# Myers Brigss ML Project: RandomForest Model

### Imports & Dependencies

In [1]:
import pandas as pd
import numpy as np
import os
import re

In [2]:
# import the cleaned df
cleaned_df = pd.read_csv('../../Resources/data/cleaned_mbti.csv', index_col=0)
cleaned_df.head()

Unnamed: 0,type,posts,http_count,no_url,text
0,INFJ,'http://www.youtube.com/watch?v=qsXHcwe3krw|||...,24,' and intj moments sportscenter not top ten...,and intj moments sportscenter not top ten p...
1,ENTP,'I'm finding the lack of me in these posts ver...,10,'I'm finding the lack of me in these posts ver...,i m finding the lack of me in these posts very...
2,INTP,'Good one _____ https://www.youtube.com/wat...,5,"'Good one _____ course, to which I say I k...",good one course to which i say i kn...
3,INTJ,"'Dear INTP, I enjoyed our conversation the o...",2,"'Dear INTP, I enjoyed our conversation the o...",dear intp i enjoyed our conversation the ot...
4,ENTJ,'You're fired.|||That's another silly misconce...,6,'You're fired.|||That's another silly misconce...,you re fired that s another silly misconcepti...

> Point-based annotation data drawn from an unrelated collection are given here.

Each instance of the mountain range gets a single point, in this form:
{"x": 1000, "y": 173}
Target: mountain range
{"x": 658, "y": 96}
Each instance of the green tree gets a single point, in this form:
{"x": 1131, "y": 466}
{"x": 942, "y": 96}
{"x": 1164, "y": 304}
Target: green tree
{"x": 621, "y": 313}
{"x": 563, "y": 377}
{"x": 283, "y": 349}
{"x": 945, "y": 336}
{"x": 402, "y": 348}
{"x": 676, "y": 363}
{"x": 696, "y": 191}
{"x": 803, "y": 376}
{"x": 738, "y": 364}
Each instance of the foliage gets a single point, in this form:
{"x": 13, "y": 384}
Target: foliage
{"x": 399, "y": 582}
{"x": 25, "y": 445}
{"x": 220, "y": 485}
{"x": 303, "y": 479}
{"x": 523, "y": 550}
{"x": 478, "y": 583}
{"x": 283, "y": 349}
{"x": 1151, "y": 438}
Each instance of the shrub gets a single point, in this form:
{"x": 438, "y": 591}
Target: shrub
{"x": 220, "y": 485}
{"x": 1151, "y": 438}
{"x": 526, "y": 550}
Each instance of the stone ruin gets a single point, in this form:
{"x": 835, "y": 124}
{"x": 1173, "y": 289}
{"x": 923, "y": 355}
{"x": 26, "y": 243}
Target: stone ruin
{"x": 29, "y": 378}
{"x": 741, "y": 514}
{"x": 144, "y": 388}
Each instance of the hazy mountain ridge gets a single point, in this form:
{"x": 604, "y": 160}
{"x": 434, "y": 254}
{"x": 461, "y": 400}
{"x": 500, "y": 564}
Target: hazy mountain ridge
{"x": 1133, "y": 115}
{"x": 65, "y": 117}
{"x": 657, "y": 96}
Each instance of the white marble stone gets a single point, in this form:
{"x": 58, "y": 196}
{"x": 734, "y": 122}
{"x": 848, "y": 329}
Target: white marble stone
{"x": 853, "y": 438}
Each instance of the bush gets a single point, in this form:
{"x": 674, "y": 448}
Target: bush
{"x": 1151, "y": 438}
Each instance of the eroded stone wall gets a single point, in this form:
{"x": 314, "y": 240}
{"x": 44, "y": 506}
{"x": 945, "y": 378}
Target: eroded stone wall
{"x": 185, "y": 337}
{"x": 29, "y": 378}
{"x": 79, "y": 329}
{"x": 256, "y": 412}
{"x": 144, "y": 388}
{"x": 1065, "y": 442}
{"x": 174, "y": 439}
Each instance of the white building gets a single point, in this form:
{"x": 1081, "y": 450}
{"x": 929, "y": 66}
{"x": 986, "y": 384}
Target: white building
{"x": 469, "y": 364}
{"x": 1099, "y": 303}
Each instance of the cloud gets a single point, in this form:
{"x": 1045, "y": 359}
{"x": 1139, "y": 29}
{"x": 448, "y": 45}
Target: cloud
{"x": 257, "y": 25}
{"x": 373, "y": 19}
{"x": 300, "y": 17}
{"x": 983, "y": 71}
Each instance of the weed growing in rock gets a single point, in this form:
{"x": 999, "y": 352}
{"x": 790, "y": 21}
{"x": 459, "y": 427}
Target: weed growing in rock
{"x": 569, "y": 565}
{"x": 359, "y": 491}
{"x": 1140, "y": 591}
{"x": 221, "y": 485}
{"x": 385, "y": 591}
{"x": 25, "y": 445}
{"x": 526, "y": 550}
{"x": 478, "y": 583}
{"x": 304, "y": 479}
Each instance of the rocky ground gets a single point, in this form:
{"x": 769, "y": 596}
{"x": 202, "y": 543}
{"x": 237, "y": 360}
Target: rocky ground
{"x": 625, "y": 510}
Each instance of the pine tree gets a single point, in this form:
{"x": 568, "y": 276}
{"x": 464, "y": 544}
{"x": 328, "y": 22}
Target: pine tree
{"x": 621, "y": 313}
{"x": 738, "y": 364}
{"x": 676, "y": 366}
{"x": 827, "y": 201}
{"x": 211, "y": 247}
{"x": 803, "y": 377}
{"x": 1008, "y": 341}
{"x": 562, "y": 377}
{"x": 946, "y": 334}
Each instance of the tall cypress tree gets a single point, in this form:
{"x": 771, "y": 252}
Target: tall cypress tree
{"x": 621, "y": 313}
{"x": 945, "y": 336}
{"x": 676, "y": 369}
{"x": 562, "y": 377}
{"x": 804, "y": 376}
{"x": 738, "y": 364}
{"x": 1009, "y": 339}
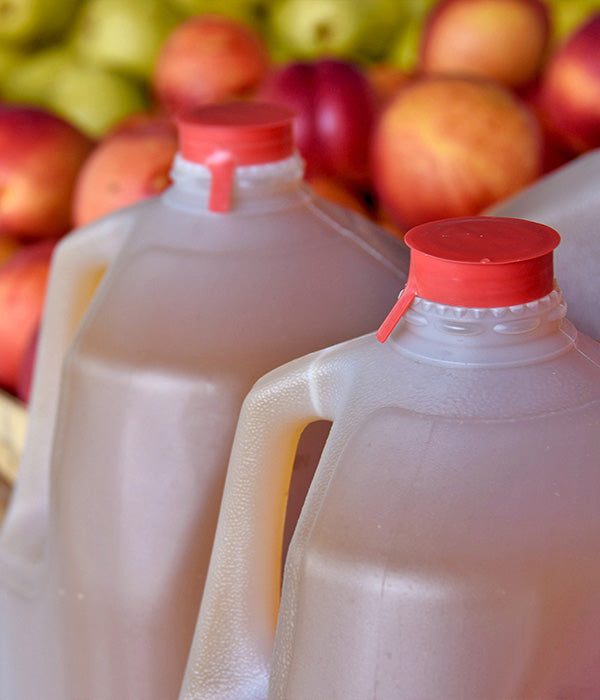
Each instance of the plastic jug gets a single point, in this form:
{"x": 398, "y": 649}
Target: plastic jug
{"x": 449, "y": 545}
{"x": 568, "y": 199}
{"x": 235, "y": 269}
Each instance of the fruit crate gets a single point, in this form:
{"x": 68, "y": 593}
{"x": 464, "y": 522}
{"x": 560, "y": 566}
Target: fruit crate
{"x": 13, "y": 423}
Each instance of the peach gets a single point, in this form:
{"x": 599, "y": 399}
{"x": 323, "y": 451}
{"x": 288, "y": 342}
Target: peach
{"x": 129, "y": 165}
{"x": 23, "y": 280}
{"x": 339, "y": 193}
{"x": 448, "y": 146}
{"x": 505, "y": 40}
{"x": 40, "y": 158}
{"x": 570, "y": 88}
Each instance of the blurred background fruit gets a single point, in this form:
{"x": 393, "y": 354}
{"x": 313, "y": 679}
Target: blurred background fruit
{"x": 40, "y": 158}
{"x": 90, "y": 89}
{"x": 452, "y": 146}
{"x": 505, "y": 40}
{"x": 570, "y": 88}
{"x": 208, "y": 58}
{"x": 336, "y": 107}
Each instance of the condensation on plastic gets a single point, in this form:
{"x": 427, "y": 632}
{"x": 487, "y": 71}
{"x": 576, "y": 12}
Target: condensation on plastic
{"x": 448, "y": 547}
{"x": 568, "y": 199}
{"x": 104, "y": 548}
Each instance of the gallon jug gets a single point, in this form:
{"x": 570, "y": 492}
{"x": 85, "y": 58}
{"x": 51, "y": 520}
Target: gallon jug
{"x": 232, "y": 271}
{"x": 568, "y": 199}
{"x": 449, "y": 544}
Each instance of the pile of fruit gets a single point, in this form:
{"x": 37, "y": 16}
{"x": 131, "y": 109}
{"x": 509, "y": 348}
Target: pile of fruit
{"x": 408, "y": 110}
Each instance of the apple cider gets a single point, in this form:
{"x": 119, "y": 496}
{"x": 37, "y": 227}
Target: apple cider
{"x": 233, "y": 270}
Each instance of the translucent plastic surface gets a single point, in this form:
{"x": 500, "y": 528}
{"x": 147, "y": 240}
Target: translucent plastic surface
{"x": 449, "y": 546}
{"x": 104, "y": 550}
{"x": 568, "y": 199}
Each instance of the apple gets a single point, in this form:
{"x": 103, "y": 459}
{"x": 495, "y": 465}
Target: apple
{"x": 570, "y": 88}
{"x": 22, "y": 388}
{"x": 130, "y": 164}
{"x": 40, "y": 157}
{"x": 94, "y": 99}
{"x": 323, "y": 27}
{"x": 8, "y": 246}
{"x": 10, "y": 58}
{"x": 450, "y": 146}
{"x": 567, "y": 15}
{"x": 30, "y": 80}
{"x": 123, "y": 35}
{"x": 208, "y": 58}
{"x": 251, "y": 12}
{"x": 336, "y": 107}
{"x": 505, "y": 40}
{"x": 386, "y": 79}
{"x": 356, "y": 30}
{"x": 340, "y": 193}
{"x": 403, "y": 48}
{"x": 23, "y": 280}
{"x": 34, "y": 22}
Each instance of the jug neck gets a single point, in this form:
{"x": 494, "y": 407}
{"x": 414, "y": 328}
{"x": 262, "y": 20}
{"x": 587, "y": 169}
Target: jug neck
{"x": 503, "y": 336}
{"x": 255, "y": 188}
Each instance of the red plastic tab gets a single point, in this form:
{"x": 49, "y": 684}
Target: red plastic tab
{"x": 226, "y": 135}
{"x": 477, "y": 262}
{"x": 221, "y": 166}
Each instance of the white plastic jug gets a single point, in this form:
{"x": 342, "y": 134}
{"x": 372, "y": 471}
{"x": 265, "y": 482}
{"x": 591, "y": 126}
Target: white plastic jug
{"x": 568, "y": 199}
{"x": 449, "y": 545}
{"x": 235, "y": 269}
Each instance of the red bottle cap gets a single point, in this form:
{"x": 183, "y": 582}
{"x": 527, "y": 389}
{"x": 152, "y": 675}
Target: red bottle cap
{"x": 477, "y": 262}
{"x": 226, "y": 135}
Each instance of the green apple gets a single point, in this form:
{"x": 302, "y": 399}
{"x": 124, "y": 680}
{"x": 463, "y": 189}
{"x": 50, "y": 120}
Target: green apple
{"x": 10, "y": 58}
{"x": 32, "y": 21}
{"x": 381, "y": 21}
{"x": 306, "y": 30}
{"x": 252, "y": 12}
{"x": 567, "y": 15}
{"x": 94, "y": 99}
{"x": 123, "y": 35}
{"x": 30, "y": 80}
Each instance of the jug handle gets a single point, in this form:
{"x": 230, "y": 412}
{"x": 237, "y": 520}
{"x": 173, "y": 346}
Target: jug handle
{"x": 78, "y": 264}
{"x": 233, "y": 641}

### Split into 4 dataframes for each boolean dimension

In [3]:
from sklearn.preprocessing import LabelEncoder
le = LabelEncoder()

In [4]:
E_I_df = cleaned_df.copy()
E_I_df['E-I'] = cleaned_df["type"].str.extract('(.)[N,S]',1)
E_I_df['Encoded'] = le.fit_transform(E_I_df['E-I'])
E_I_df = E_I_df[['Encoded', 'E-I', 'type', 'text']]
E_I_df.head()

Unnamed: 0,Encoded,E-I,type,text
0,1,I,INFJ,and intj moments sportscenter not top ten p...
1,0,E,ENTP,i m finding the lack of me in these posts very...
2,1,I,INTP,good one course to which i say i kn...
3,1,I,INTJ,dear intp i enjoyed our conversation the ot...
4,0,E,ENTJ,you re fired that s another silly misconcepti...


In [5]:
N_S_df = cleaned_df.copy()
N_S_df['N-S'] = cleaned_df["type"].str.extract('[E,I](.)[F,T]',1)
N_S_df['Encoded'] = le.fit_transform(N_S_df['N-S'])
N_S_df = N_S_df[['Encoded', 'N-S', 'type', 'text']]
N_S_df.head()

Unnamed: 0,Encoded,N-S,type,text
0,0,N,INFJ,and intj moments sportscenter not top ten p...
1,0,N,ENTP,i m finding the lack of me in these posts very...
2,0,N,INTP,good one course to which i say i kn...
3,0,N,INTJ,dear intp i enjoyed our conversation the ot...
4,0,N,ENTJ,you re fired that s another silly misconcepti...


In [6]:
T_F_df = cleaned_df.copy()
T_F_df['T-F'] = cleaned_df["type"].str.extract('[N,S](.)[J,P]',1)
T_F_df['Encoded'] = le.fit_transform(T_F_df['T-F'])
T_F_df = T_F_df[['Encoded', 'T-F', 'type', 'text']]
T_F_df.head()

Unnamed: 0,Encoded,T-F,type,text
0,0,F,INFJ,and intj moments sportscenter not top ten p...
1,1,T,ENTP,i m finding the lack of me in these posts very...
2,1,T,INTP,good one course to which i say i kn...
3,1,T,INTJ,dear intp i enjoyed our conversation the ot...
4,1,T,ENTJ,you re fired that s another silly misconcepti...


In [7]:
J_P_df = cleaned_df.copy()
J_P_df['J-P'] = cleaned_df["type"].str.extract('[F,T](.)',1)
J_P_df['Encoded'] = le.fit_transform(J_P_df['J-P'])
J_P_df = J_P_df[['Encoded', 'J-P', 'type','text']]
J_P_df.head()

Unnamed: 0,Encoded,J-P,type,text
0,0,J,INFJ,and intj moments sportscenter not top ten p...
1,1,P,ENTP,i m finding the lack of me in these posts very...
2,1,P,INTP,good one course to which i say i kn...
3,0,J,INTJ,dear intp i enjoyed our conversation the ot...
4,0,J,ENTJ,you re fired that s another silly misconcepti...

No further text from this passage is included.